Non siamo la “terra dei cachi” mirabilmente cantata da Elio e le Storie Tese, ma siamo la terra dei bonus. Bonus facciate, bonus benzina, bonus psicologo, bonus trasporti e chi più ne ha più ne metta.
Ma a che servono?
Giudicando superficialmente servono per tamponare emergenze economiche che mettono a rischio la sopravvivenza delle famiglie medie. Infatti si tratta di provvedimenti quasi tutti a tempo che “mettono soldi nella tasca degli italiani”, congiuntamente ad altre misure fiscali che sgravano le famiglie di quote assolutamente trascurabili (meno di un caffè al giorno) dei tributi. Guardando più a fondo, viene il dubbio che, in realtà, servano a sostenere i consumi che garantiscono la sopravvivenza di un sistema al limite del crollo. Infatti, se le famiglie con redditi bassi smettessero di consumare, probabilmente si verificherebbe un catastrofico crollo della società dei consumi, con connesso crollo della produzione e di tutto il sistema. Il problema, quindi, è quello di mantenere le famiglie italiane ad un livello di reddito limite sufficiente per consumare e mantenere il sistema produttivo che rifornisce i consumi. In più, si tratta di misure a tempo limitato (massimo un anno), ciò che permette di monitorare annualmente la situazione ed adattare la concessione dei prossimi bonus all’andamento del mercato e della situazione socio-economica.
Ma il bonus ha anche altri vantaggi di tipo politico. Il primo è permettere a chi governa di ripeterci continuamente che le misure rispondono al nobile intento di proteggere gli italiani dalla miseria incalzante. Poco importa se, contestualmente, si riducono i servizi pubblici a livelli di pura inefficiente sopravvivenza, così che se si ha veramente bisogno del servizio pubblico, occorre ricorrere al privato che costa molto di più. Importa strombazzare che si sono ridotte le tasse, che si va incontro ai bisogni degli italiani soccorrendoli con donazioni ed elargizioni simili alle regalie che facevano gli imperatori romani quando vedevano calare la loro popolarità.
Ma c’è un vantaggio ancora meno visibile, non perdere tempo a progettare riforme strutturali che rischiano di richiedere più tempo e di apparire magari impopolari, almeno all’inizio.
Il ruolo di un governo veramente politico, come quello attuale dichiara di essere, dovrebbe concentrarsi su una ristrutturazione della società che permetta la sconfitta della povertà non con donazioni, ma con la giustizia sociale.

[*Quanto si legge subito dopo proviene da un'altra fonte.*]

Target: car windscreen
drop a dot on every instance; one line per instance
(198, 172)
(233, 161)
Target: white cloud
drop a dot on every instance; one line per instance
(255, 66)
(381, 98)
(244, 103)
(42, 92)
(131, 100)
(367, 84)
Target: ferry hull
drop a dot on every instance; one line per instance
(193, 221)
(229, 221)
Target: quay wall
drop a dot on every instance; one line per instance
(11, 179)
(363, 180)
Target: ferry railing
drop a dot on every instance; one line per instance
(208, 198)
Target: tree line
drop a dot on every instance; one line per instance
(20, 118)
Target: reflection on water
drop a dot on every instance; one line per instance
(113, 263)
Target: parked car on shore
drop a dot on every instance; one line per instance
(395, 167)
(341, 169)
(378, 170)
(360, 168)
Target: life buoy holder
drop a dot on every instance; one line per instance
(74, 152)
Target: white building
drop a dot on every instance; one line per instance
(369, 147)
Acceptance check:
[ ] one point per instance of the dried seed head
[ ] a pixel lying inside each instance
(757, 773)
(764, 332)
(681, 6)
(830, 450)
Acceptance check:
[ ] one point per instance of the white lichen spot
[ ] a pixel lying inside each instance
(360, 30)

Capisco che mediare tra una classe imprenditoriale che vorrebbe poter disporre dei propri dipendenti a piacimento secondo l’andamento di un mercato che quella classe stessa non è capace di anticipare e governare, e una massa di classi subalterne e, soprattutto, di giovani che vorrebbero vedersi offrire lavoro dignitosamente pagato tanto da permettere di fare piani sul futuro.
Ma questo tipo di mediazione è esattamente quello che dovrebbe fare la buona politica.
Elaborare ed attuare modelli sociali che riportino al centro il lavoro retribuito giustamente, che proteggano il lavoratore, pur senza danneggiare l’imprenditoria, favorire le iniziative dal basso (cooperative), questi dovrebbero essere gli obiettivi da perseguire.
Rovesciare le priorità, aumentare le misure in favore dell’innovazione e della produzione dei beni primari. Queste dovrebbero essere le priorità.
Non sono un economista e, anche se qualche idea ce l’ho, vorrei che degli economisti e degli aziendalisti riflettessero su questo e formulassero dei modelli nuovi.
Ma si sa: il bonus, l’elargizione, la regalia pagano di più dal punto di vista elettorale.